Updated 5:18 p.m. Eastern
The fallout from Los Angeles Clippers owner Donald Sterling's alleged racist remarks started to hit the team's bottom line on Monday, as at least a dozen sponsors said they were jumping ship.
Automaker Mercedes-Benz, used car retailer CarMax, airline Virgin America and the Chumash Casino Resort in Santa Ynez, Calif. all announced they were ending their sponsorships of the Clippers. “CarMax finds the statements attributed to the Clippers’ owner completely unacceptable,” the company said in a statement Monday. “These views directly conflict with CarMax’s culture of respect for all individuals. While we have been a proud Clippers sponsor for 9 years and support the team, fans and community, these statements necessitate that CarMax end its sponsorship.”
Other companies distanced themselves from the racial controversy now engulfing the Clippers without indicating they were making a permanent break. Automaker Kia is suspending its advertising and sponsorship related to the Clippers indefinitely. “The comments allegedly made by Clippers owner, Donald Sterling, are offensive and reprehensible, and they are inconsistent with our views and values,” the company said in a statement.
Red Bull said in a statement that it is suspending all team-related marketing activities for the time being. The company says it will continue to support the team's power forward Blake Griffin, with whom it has a sponsorship deal. Sprint, Aquahydrate, LoanMart and Yokohama Tires are also suspending their Clippers marketing.
Insurance company State Farm, meanwhile, is “pausing” its Clippers sponsorship. “The remarks attributed to the Clippers’ owner are offensive,” State Farm said in an emailed statement. “While those involved sort out the facts, we will be taking a pause in our relationship with the organization. We are monitoring the situation and we’ll continually assess our options.”
State Farm’s decision will not affect the “Born to Assist” advertising campaign, which features Clippers point guard Chris Paul portraying a nerdier twin brother, Cliff Paul.
Amtrak said its sponsorship of the Clippers ended with the conclusion of the regular season, but the company will now remove any advertisements that remain in public. “Moving forward, we will continue to monitor the situation as we look to make decisions about 2014-15 sports marketing sponsorships,” Amtrak said in a statement.
Anheuser-Busch, a sponsor for the entire NBA, also condemned Sterling’s alleged remarks. "We are disappointed to hear the alleged recent comments attributed to L.A. Clippers owner Donald Sterling,” the company said in a statement. “We fully support the NBA’s efforts to investigate quickly and trust that they will take appropriate action."
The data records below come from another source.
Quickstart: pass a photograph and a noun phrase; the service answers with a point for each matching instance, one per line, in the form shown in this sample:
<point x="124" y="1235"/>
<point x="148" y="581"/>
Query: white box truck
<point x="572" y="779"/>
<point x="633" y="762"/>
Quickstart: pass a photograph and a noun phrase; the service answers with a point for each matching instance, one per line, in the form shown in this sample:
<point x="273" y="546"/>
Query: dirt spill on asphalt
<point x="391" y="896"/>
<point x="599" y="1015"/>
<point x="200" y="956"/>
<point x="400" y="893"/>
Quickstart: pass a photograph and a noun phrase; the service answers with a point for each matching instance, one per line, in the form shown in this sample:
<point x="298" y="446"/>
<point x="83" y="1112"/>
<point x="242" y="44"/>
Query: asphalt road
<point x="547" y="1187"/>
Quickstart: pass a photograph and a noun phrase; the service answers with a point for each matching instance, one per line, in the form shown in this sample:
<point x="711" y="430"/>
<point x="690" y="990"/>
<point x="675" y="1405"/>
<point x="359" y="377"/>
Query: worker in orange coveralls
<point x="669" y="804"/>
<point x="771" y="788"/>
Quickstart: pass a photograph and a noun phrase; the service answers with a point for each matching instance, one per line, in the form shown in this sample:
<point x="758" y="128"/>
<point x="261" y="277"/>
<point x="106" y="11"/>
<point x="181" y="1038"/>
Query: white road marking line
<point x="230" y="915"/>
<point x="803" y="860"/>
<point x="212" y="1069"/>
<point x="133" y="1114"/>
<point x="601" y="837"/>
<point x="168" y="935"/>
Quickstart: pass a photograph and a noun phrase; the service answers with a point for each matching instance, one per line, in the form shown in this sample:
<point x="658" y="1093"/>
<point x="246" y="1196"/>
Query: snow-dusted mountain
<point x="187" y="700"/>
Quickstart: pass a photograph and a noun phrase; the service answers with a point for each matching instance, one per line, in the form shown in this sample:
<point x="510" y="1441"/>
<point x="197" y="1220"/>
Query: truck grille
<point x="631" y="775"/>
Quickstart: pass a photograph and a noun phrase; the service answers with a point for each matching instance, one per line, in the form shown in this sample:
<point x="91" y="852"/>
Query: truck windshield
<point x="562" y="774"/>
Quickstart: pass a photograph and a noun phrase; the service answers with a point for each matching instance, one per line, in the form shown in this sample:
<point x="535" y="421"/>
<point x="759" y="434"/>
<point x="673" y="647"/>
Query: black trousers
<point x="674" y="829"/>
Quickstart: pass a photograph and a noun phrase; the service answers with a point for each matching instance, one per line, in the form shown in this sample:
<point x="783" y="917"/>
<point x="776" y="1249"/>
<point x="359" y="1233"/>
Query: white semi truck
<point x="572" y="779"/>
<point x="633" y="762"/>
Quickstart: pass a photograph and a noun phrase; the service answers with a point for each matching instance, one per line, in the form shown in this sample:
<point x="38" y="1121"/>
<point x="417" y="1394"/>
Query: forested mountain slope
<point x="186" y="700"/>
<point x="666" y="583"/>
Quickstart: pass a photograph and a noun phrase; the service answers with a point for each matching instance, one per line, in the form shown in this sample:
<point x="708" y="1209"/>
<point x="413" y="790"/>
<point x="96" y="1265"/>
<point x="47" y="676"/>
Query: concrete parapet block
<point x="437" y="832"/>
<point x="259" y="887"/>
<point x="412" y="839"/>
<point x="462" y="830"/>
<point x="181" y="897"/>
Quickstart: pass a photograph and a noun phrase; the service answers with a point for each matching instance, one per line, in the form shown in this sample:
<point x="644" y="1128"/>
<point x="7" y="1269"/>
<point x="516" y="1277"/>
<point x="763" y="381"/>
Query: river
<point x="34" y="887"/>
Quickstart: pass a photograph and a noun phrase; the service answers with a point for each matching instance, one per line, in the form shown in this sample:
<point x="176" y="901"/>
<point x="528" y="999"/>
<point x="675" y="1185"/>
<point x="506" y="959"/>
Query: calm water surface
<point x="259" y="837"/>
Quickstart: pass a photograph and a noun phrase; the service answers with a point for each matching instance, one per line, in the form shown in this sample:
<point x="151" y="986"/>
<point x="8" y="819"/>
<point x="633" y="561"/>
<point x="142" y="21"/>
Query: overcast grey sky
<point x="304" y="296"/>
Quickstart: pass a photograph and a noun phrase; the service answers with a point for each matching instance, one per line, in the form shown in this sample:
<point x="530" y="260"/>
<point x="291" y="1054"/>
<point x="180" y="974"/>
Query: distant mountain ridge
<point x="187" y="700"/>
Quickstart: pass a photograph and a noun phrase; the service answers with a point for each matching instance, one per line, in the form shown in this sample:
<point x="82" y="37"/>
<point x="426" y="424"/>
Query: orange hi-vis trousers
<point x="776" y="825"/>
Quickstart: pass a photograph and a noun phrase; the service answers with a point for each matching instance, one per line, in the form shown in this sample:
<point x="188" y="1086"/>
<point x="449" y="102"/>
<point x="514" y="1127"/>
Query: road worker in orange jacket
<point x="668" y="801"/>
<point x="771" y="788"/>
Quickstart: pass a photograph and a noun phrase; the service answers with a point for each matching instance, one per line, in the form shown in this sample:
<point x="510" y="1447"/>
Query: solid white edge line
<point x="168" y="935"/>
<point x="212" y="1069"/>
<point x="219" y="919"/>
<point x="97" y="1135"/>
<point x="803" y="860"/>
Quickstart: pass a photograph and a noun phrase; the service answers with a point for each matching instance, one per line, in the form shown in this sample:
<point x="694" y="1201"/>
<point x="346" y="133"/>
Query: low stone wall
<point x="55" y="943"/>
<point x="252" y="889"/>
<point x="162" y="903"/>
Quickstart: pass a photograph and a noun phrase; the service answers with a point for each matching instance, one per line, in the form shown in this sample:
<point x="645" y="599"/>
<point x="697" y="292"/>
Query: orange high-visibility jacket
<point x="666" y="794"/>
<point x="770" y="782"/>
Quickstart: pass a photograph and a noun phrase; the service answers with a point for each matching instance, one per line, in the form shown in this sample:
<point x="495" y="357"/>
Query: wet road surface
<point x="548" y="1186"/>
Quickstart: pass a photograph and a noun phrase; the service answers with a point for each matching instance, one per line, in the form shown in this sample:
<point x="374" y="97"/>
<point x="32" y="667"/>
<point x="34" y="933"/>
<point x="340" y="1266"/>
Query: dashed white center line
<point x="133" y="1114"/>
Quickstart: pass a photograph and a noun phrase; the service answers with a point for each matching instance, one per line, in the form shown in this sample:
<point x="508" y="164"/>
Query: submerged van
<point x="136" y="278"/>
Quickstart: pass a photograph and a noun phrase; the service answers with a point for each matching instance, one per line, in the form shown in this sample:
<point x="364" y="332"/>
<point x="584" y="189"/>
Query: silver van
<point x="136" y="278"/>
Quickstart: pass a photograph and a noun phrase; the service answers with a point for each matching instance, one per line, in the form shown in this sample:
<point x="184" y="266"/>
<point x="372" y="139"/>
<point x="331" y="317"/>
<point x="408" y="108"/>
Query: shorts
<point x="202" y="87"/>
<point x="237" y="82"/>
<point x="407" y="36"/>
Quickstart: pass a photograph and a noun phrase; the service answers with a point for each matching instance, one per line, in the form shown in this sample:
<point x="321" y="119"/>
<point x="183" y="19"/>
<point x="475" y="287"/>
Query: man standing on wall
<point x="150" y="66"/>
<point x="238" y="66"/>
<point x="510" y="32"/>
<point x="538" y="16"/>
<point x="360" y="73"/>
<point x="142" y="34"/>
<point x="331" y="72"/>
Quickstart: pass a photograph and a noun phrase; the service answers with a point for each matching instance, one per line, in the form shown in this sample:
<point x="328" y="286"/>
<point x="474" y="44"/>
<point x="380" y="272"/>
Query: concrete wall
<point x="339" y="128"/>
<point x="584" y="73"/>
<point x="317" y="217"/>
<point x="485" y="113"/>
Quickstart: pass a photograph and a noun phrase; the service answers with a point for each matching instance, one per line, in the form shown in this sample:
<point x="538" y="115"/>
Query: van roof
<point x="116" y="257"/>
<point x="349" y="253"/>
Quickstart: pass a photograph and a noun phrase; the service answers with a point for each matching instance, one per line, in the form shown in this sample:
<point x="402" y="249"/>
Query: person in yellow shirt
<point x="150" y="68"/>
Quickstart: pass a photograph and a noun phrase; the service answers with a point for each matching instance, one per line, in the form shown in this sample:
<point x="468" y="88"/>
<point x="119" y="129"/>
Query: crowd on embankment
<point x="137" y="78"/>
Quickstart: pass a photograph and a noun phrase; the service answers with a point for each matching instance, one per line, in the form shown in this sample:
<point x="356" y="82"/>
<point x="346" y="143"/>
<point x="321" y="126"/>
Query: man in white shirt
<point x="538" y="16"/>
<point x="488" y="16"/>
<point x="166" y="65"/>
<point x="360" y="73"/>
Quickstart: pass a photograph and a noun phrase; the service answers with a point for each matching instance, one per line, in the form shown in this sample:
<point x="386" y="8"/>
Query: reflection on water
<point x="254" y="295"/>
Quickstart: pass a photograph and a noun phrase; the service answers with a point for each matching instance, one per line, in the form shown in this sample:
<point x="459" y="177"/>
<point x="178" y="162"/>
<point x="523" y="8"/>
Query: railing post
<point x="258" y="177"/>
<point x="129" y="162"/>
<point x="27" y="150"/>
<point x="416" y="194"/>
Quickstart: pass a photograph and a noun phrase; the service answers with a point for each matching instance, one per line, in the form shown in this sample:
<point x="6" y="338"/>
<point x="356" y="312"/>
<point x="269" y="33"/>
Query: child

After initially saying it was reviewing its relationship with the Clippers, Corona also suspended its sponsorship of the team late Monday. "Like everyone else, Corona is appalled by the comments allegedly made by the owner of the Los Angeles Clippers," a spokeswoman for the brand said an emailed statement. "These comments run counter to the type of brand Corona aspires to be. Because of this, we are suspending our sponsorship agreement with the Clippers until the NBA completes its investigation.
Sterling has been under fire since a recording published over the weekend by TMZ purportedly depicted him criticizing his girlfriend for associating with black people in public, including Magic Johnson. President Barack Obama, Miami Heat star LeBron James and Charlotte Bobcats owner Michael Jordan have all spoken out publicly against the comments, and Clippers players staged their own mild protest against Sterling before their playoff game versus the Golden State Warriors on Sunday by wearing their warmup shirts inside out.
Sterling's representatives have neither confirmed nor denied the authenticity of the audio. The NBA quickly said it would investigate, and the league is set to hold a news conference on Tuesday to make an announcement about its investigation.
"Mr. Sterling is emphatic that what is reflected on that recording is not consistent with, nor does it reflect his views, beliefs or feelings," the team said in a statement. "It is the antithesis of who he is, what he believes and how he has lived his life. He feels terrible that such sentiments are being attributed to him and apologizes to anyone who might have been hurt by them."